Patrick C. Henry, III, ) Case No. 4:24-cv-01537-JD ) Plaintiff, ) ) vs. ) ) ORDER AND OPINION Prospera Financial Services, Inc.; Pyle ) Financial Services, Inc.; Pyle Holdings, ) LLC; Pyle Wealth Management, Inc.; ) and Equity Trust Company as Custodian ) of the Ronald Scott Pyle IRA, ) ) Defendants. ) )

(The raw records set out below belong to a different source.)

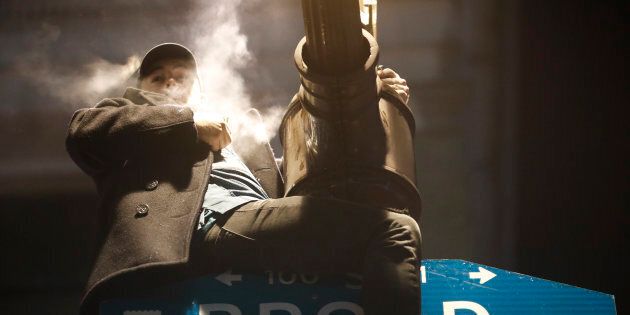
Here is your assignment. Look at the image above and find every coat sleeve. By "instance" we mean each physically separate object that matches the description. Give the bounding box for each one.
[66,98,197,176]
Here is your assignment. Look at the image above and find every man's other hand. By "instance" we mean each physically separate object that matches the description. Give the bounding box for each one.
[193,112,232,151]
[376,68,409,104]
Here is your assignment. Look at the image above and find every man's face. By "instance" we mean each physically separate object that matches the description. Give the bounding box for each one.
[139,59,195,104]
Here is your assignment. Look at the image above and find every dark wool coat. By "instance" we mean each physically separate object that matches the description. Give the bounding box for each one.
[66,88,282,314]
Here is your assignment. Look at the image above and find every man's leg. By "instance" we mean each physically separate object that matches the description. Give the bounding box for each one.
[195,197,420,315]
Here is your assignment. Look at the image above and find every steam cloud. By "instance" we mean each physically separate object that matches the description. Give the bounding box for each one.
[15,22,140,106]
[185,0,283,142]
[15,0,284,142]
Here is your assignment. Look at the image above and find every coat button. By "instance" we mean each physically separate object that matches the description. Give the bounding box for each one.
[144,179,160,190]
[136,203,149,215]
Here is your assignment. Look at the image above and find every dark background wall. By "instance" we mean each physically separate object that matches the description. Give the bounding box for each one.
[0,0,630,314]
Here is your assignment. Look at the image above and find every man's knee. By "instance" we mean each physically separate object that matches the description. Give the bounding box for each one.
[388,212,422,254]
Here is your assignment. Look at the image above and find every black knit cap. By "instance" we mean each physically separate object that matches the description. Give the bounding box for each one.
[139,43,197,78]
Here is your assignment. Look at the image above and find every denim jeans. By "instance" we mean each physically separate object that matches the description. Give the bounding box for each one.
[193,196,421,315]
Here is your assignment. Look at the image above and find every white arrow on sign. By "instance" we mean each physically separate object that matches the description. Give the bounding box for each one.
[468,267,497,284]
[215,269,243,287]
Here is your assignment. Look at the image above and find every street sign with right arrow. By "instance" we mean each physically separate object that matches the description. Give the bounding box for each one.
[101,260,616,315]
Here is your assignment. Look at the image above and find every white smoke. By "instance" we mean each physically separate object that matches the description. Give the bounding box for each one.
[15,0,289,141]
[15,22,140,107]
[185,0,284,142]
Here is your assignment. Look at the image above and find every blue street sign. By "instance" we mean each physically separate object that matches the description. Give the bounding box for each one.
[101,260,616,315]
[421,260,616,315]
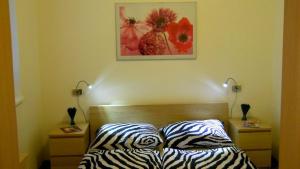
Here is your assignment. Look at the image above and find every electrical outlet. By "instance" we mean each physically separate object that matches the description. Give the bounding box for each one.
[72,89,83,96]
[232,85,242,93]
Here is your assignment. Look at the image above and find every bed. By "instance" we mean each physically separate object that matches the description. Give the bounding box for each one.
[78,103,256,169]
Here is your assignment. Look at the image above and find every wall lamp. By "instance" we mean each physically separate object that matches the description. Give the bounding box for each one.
[223,77,242,93]
[72,80,93,122]
[223,77,242,117]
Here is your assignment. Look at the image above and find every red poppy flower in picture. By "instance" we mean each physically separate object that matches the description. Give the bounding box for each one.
[116,2,197,60]
[167,18,193,53]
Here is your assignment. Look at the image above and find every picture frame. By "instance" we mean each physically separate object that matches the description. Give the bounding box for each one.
[115,1,197,61]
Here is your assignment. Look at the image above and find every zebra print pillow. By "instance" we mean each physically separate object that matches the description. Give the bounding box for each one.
[90,123,162,150]
[78,149,162,169]
[162,147,256,169]
[160,120,233,149]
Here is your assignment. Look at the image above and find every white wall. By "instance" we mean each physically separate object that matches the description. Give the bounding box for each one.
[14,0,45,169]
[39,0,283,160]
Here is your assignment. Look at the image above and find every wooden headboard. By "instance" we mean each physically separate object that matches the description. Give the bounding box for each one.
[89,103,228,140]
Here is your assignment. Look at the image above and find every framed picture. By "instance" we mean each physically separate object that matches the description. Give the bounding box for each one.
[116,1,197,60]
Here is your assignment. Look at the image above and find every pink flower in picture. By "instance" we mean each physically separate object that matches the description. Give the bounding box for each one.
[167,18,193,53]
[146,8,177,32]
[139,31,167,55]
[119,7,151,56]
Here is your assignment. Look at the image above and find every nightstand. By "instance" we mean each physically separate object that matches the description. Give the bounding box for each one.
[229,119,272,168]
[49,124,89,169]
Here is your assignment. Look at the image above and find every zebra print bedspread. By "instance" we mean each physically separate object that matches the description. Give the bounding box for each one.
[90,123,162,150]
[78,149,162,169]
[160,120,233,149]
[162,147,256,169]
[79,147,256,169]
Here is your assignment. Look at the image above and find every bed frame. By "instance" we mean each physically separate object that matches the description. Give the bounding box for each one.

Before the Court are several motions to dismiss by Defendants Prospera Financial Services, Inc. (“Prospera”); Pyle Financial Services, Inc.; Pyle Holdings, LLC; Pyle Wealth Management, Inc. (collectively “Pyle Defendants”); and Equity Trust Company as Custodian of the Ronald Scott Pyle IRA (“Equity Trust”) (collectively, “Defendants”). Prospera moves the Court to dismiss Plaintiff Patrick C. Henry, III’s (“Henry” or “Plaintiff”) complaint under Rules 12(b)(1), 12(b)(6), and Rule 23.1, Fed. R. Civ. P. (DE 9.) Pyle Defendants move to dismiss Henry’s complaint for failure to state a claim under Rule 12(b)(6), Fed. R. Civ. P. (DE 10.) Equity Trust also moves to dismiss Henry’s complaint for failure to state a claim under Rule 12(b)(6), Fed. R. Civ. P. (DE 13.) Because Henry is proceeding pro se,1 the Magistrate Judge advised him under Roseboro v. Garrison, 528 F.3d 309 (4th Cir. 1975), that a

1 Henry’s counsel moved to be relieved (DE 12), and the Court granted the motion (DE 15). failure to respond to Defendants’ motions could result in the motions being granted and his claims being dismissed. (DE 21.) Henry has not responded to Defendants’ motions to dismiss. For the reasons

below, the Court grants Defendants’ motions to dismiss (DE 9, 10, 13). BACKGROUND These facts are taken from Henry’s Complaint. Henry is the majority member of Auto Mag Ltd. Co., having established Auto Mag Ltd. Co. in 2015 as the Founding Member. (DE 1-1, ¶ 2.) Henry is the responsible party under the Federal Firearms License issued to Auto Mag Ltd. Co (“FFL”). (Id.) Prospera provides investment advice to their clients. (Id. ¶ 15.) Prospera’s Customer Relationship Summary, dated

September 30, 2023, states that Prospera has to act in its client’s best interests and not put its interests ahead of its client’s. (Id. ¶ 16.) Being a registered investment adviser means Prospera is registered, or is required to be registered, under Section 203 of The Investment Adviser Act of 1940 (“Act”) and must establish, maintain, and enforce a written code of ethics. (Id. ¶ 17.) The Reporting requirements under Part 275.204A-1 of the Rules and Regulations of the Act provide that each supervised

person must submit a report of the supervised person’s current securities holdings, within 45 days of any securities transaction. (Id. ¶ 18.) As an investment adviser, Prospera supervises and manages a network of registered representatives licensed by the SEC to transact securities and advisory business and authorized to act as representatives of Prospera. On information and belief, one of these registered representatives representing Prospera is Ronald Scott Pyle (referred to herein as “Pyle”). Under the Act, Pyle is a supervised person, which imposes on Prospera an affirmative duty to supervise Pyle’s business conduct and imposes an affirmative duty on Pyle to abide by the Rules and Regulations of the Act,

including Part 275.204A-1. (Id. ¶ 19.) Henry asserts that Pyle’s investment adviser representative relationship to Prospera is defined under an Independent Contractor Agreement, dated December 17, 2013, between Scott Pyle as Contractor and Prospera as Company (“ICA”). The ICA generally imposes a duty on Pyle to abide by all applicable federal laws, including those mandated by the Act. Henry alleges that the existence of the ICA and the terms in it evidence a special relationship between Prospera and Pyle. (Id. ¶ 20.)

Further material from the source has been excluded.